2. The Company has and maintains a climate change risk register, detailing:
(i) any known or reasonably foreseeable climate change risks to its business (including upstream in its supply chain and downstream in its value chain);
(ii) possible legal, financial and commercial impacts of climate change on its business;
(iii) the effects on key stakeholders (including but not limited to employees, clients, end customers and supply chain partners) of the measures taken by the Company to mitigate its GHG Emissions and how these measures can address a just transition to net zero; and
(iv) any mitigation measures of such effects which the Company could reasonably adopt,
and a copy of such climate change risk register is included in the Disclosure Documents.
3. The Company has a board member or an executive committee who/ which is primarily accountable for measurement, management and reporting on climate risks, the climate change risk register and the Company’s Net Zero Target and Carbon Budget (if any), and details of such board member or executive committee and their qualifications (particularly in relation to climate change) are set out in the Disclosure Letter.
4. Details of how the Board integrates climate change factors into decision-making are set out in the Disclosure Letter.

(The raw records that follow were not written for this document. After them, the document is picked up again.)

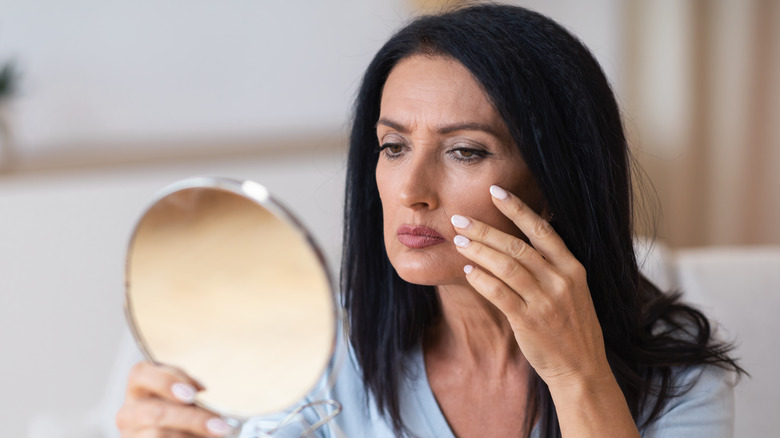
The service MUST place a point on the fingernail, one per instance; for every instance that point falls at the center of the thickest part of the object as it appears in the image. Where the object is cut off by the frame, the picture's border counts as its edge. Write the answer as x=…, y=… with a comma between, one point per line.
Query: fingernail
x=462, y=241
x=219, y=427
x=184, y=392
x=498, y=192
x=460, y=221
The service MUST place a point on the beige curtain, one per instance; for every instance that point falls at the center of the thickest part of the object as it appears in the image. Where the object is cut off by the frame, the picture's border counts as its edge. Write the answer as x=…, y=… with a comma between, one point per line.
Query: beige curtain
x=702, y=99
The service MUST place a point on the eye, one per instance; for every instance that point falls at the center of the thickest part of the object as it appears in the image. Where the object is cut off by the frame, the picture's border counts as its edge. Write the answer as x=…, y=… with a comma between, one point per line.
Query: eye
x=391, y=150
x=468, y=154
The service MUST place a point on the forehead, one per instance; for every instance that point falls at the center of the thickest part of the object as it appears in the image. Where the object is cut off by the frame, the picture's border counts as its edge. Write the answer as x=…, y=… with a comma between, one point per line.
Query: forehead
x=438, y=88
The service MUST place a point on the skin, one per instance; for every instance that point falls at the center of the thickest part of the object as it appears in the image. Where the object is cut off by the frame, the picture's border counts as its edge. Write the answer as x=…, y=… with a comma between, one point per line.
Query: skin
x=523, y=304
x=523, y=299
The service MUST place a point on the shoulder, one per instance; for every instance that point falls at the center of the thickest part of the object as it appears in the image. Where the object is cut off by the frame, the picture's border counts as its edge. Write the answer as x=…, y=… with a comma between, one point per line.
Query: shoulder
x=704, y=408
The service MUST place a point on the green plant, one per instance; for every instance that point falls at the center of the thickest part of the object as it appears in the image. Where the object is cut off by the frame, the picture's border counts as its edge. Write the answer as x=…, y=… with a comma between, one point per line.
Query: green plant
x=8, y=76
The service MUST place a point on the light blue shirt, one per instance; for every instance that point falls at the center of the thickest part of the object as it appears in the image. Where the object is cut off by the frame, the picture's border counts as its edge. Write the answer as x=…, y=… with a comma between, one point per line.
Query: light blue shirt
x=706, y=411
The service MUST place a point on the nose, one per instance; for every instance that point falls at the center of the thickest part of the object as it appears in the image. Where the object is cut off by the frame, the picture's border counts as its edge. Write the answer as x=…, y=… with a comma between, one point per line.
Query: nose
x=419, y=187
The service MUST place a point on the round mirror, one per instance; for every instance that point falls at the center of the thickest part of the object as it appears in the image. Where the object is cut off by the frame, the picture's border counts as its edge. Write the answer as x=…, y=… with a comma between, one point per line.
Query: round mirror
x=225, y=284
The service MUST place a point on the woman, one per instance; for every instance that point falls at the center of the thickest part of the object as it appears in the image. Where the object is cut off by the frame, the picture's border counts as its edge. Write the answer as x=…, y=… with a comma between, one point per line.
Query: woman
x=489, y=276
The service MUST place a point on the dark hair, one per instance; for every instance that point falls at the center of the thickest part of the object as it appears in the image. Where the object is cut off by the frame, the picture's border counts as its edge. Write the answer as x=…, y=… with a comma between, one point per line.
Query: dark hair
x=562, y=115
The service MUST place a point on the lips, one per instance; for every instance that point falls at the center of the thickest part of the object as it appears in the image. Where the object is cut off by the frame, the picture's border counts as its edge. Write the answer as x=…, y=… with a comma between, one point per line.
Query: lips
x=418, y=236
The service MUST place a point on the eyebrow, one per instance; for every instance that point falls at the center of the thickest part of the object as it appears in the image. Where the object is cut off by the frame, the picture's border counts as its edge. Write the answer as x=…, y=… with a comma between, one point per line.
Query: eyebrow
x=447, y=129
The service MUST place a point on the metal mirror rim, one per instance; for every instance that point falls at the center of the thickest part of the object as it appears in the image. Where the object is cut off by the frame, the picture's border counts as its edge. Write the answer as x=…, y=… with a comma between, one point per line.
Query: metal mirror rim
x=258, y=194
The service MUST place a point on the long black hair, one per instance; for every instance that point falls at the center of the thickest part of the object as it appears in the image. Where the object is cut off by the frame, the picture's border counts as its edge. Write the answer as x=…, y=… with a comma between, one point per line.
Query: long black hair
x=562, y=115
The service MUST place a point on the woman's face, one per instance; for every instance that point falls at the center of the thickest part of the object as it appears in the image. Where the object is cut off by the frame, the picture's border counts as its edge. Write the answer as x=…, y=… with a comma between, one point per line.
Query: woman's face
x=442, y=146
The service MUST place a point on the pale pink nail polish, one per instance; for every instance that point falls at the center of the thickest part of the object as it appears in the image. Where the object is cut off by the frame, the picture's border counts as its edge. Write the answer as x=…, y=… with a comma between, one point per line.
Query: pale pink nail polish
x=183, y=392
x=498, y=192
x=219, y=427
x=461, y=241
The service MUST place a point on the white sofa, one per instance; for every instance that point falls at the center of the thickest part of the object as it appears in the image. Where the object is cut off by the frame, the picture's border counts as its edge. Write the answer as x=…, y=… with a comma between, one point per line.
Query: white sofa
x=739, y=287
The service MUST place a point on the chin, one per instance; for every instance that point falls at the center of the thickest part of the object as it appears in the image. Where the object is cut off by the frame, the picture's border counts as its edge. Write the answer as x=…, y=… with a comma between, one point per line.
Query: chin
x=417, y=273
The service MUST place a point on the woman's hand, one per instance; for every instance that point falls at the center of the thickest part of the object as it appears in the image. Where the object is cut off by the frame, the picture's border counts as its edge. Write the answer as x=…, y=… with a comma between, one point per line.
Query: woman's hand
x=541, y=288
x=543, y=291
x=159, y=403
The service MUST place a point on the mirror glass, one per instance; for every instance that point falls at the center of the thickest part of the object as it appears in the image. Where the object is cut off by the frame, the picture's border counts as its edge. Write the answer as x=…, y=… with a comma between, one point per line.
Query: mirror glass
x=225, y=284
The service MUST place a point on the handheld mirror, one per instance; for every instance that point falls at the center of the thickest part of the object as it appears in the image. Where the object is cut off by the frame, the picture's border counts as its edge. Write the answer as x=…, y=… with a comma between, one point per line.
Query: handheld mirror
x=223, y=283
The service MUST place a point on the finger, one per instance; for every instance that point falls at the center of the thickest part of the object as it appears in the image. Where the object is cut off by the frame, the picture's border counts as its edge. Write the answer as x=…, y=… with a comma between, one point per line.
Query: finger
x=499, y=294
x=505, y=268
x=157, y=414
x=539, y=231
x=510, y=245
x=169, y=383
x=157, y=433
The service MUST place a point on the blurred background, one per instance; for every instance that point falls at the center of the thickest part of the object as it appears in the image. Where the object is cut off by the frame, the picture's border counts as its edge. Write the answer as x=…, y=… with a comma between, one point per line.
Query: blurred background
x=104, y=102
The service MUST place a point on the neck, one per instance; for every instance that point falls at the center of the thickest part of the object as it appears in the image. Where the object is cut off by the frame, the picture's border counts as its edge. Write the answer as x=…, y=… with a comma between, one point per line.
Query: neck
x=472, y=332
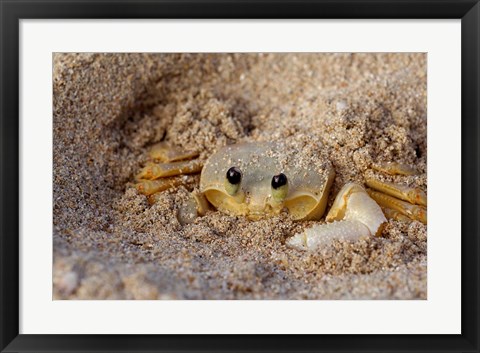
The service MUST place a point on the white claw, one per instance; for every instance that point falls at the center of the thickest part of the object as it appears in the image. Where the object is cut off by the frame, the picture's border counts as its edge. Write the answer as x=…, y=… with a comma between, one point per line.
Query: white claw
x=354, y=215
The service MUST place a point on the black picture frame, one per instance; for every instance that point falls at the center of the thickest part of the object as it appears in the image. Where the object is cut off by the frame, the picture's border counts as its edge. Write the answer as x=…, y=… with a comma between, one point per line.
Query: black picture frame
x=12, y=11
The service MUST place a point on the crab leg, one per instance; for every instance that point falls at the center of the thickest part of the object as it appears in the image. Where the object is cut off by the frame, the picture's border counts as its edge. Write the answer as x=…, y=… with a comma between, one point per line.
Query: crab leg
x=403, y=192
x=149, y=187
x=154, y=171
x=163, y=152
x=354, y=215
x=394, y=168
x=392, y=214
x=415, y=212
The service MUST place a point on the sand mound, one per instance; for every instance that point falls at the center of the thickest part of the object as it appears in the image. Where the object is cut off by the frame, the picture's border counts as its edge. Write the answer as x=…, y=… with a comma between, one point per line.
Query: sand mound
x=109, y=243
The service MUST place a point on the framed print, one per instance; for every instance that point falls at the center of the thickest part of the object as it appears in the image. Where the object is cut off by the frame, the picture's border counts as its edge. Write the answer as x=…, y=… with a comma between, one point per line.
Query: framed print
x=239, y=177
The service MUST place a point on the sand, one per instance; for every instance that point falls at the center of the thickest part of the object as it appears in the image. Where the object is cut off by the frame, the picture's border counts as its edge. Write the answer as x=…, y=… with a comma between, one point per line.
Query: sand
x=110, y=243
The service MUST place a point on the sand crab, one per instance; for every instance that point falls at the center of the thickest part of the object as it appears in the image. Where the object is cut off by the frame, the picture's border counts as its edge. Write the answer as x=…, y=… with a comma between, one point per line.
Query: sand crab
x=261, y=179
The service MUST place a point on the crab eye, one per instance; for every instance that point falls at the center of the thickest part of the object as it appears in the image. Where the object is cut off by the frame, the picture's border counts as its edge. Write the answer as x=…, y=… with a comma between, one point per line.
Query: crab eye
x=234, y=178
x=279, y=187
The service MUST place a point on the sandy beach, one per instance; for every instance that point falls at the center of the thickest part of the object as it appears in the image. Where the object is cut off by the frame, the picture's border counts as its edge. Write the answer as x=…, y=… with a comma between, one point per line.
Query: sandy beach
x=109, y=109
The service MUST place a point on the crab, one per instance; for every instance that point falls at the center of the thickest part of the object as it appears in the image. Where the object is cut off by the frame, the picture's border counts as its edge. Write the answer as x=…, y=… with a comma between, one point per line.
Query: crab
x=262, y=179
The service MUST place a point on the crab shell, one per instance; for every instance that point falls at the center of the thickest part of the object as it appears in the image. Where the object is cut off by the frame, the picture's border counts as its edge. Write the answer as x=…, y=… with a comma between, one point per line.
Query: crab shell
x=309, y=180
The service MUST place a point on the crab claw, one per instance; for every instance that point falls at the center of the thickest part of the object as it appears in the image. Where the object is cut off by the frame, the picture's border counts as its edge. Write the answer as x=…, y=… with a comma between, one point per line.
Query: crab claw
x=354, y=214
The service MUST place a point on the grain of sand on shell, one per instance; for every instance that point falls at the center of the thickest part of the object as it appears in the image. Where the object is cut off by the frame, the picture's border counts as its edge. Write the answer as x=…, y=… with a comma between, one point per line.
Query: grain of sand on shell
x=109, y=243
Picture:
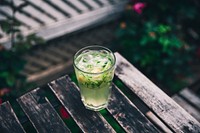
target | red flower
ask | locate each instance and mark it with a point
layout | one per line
(64, 113)
(138, 7)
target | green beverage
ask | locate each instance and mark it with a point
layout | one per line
(94, 68)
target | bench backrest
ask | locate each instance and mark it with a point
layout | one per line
(50, 19)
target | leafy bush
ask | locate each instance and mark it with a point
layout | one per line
(152, 35)
(12, 82)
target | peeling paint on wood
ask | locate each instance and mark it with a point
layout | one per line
(127, 114)
(88, 121)
(41, 113)
(191, 97)
(161, 104)
(8, 120)
(194, 112)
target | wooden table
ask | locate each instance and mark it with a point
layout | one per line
(45, 119)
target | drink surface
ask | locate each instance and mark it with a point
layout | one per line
(94, 74)
(93, 61)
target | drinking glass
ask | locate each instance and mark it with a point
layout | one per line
(94, 67)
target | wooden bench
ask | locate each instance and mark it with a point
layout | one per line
(51, 19)
(44, 118)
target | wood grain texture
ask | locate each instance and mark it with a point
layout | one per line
(8, 120)
(161, 104)
(41, 113)
(191, 97)
(127, 114)
(68, 94)
(158, 122)
(189, 108)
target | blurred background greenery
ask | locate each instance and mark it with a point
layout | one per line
(162, 39)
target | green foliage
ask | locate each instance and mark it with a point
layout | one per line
(11, 62)
(153, 41)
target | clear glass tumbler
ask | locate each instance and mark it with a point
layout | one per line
(94, 67)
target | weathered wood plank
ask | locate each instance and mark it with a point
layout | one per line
(161, 104)
(191, 97)
(8, 120)
(190, 109)
(41, 113)
(127, 114)
(40, 3)
(37, 60)
(158, 122)
(65, 7)
(68, 95)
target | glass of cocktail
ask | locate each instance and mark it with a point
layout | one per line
(94, 67)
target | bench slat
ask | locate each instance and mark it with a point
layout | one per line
(167, 109)
(195, 113)
(65, 7)
(40, 3)
(8, 120)
(158, 122)
(127, 114)
(191, 97)
(41, 113)
(88, 121)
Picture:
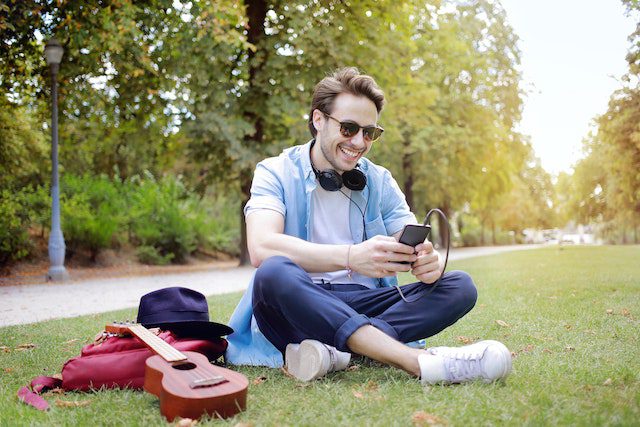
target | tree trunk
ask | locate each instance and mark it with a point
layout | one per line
(493, 233)
(408, 180)
(256, 14)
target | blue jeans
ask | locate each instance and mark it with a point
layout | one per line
(289, 307)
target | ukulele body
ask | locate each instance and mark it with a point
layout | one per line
(193, 387)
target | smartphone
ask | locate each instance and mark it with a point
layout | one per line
(413, 235)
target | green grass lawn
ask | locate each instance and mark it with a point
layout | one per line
(569, 314)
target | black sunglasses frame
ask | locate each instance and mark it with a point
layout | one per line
(350, 129)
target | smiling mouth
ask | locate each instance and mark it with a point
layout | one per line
(350, 153)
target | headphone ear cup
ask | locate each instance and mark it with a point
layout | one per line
(330, 180)
(354, 180)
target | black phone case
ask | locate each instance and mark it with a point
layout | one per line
(414, 234)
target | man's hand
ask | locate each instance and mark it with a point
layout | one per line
(429, 265)
(381, 256)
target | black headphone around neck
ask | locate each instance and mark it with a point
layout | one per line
(331, 180)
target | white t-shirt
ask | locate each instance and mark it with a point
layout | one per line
(330, 225)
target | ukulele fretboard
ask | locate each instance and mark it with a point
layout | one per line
(166, 351)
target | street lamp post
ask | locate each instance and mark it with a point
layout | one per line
(53, 53)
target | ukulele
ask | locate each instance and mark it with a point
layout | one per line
(187, 384)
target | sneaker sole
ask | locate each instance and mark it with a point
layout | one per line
(305, 361)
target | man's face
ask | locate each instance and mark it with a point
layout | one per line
(337, 151)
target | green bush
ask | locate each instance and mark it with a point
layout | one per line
(93, 211)
(14, 226)
(162, 217)
(150, 255)
(217, 223)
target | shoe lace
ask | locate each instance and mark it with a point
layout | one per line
(461, 365)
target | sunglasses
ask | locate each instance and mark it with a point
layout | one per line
(350, 129)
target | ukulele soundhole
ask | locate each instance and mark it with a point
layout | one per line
(184, 366)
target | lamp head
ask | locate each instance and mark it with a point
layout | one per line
(53, 52)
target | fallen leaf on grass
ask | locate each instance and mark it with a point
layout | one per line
(464, 340)
(369, 390)
(372, 386)
(259, 380)
(186, 422)
(25, 346)
(528, 349)
(71, 403)
(284, 371)
(421, 418)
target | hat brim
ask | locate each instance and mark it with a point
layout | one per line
(193, 328)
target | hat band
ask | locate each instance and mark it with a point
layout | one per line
(174, 316)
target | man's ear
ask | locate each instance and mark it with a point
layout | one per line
(318, 119)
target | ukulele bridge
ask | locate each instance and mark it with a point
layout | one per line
(208, 382)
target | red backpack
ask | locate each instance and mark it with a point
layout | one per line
(115, 362)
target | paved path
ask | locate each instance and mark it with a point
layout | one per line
(23, 304)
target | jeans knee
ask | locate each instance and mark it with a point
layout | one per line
(465, 290)
(272, 278)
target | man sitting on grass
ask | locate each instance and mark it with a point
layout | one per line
(322, 227)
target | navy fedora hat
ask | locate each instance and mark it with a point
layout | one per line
(181, 310)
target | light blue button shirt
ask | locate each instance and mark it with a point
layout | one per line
(284, 184)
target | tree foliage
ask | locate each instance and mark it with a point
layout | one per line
(207, 89)
(605, 186)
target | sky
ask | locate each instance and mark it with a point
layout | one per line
(572, 58)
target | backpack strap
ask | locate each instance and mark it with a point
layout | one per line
(31, 395)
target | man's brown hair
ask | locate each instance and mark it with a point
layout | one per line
(344, 80)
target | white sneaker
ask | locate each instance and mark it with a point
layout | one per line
(311, 359)
(487, 360)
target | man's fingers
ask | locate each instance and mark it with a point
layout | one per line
(396, 267)
(426, 247)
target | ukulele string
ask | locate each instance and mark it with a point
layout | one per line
(197, 373)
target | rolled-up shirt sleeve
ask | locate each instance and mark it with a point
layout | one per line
(266, 191)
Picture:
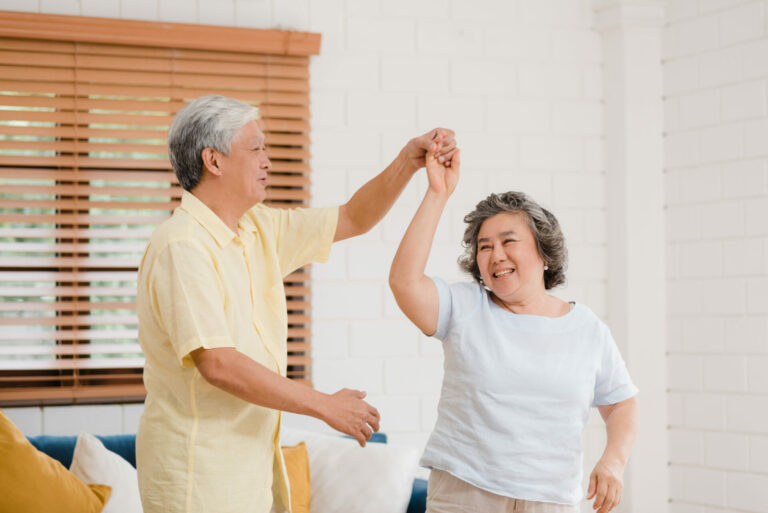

5. Copies of all Material Climate Contracts are included in the Disclosure Documents and identified as such.
6. [Where the Company conducts its business online, the Company offers customers, at the point of sale, the option to offset the Carbon Footprint.] [OR] [Details of opportunities offered by the Company to its customers to offset the Carbon Footprint are set out in the Disclosure Letter.]
7. Details of the steps the Company takes to reduce, recycle and reuse its waste (including plastic waste) are set out in the Disclosure Letter.
8. Details of engagement activities which the Company undertakes to educate and consult with its employees regarding climate change issues within the business of the Company are set out in the Disclosure Letter.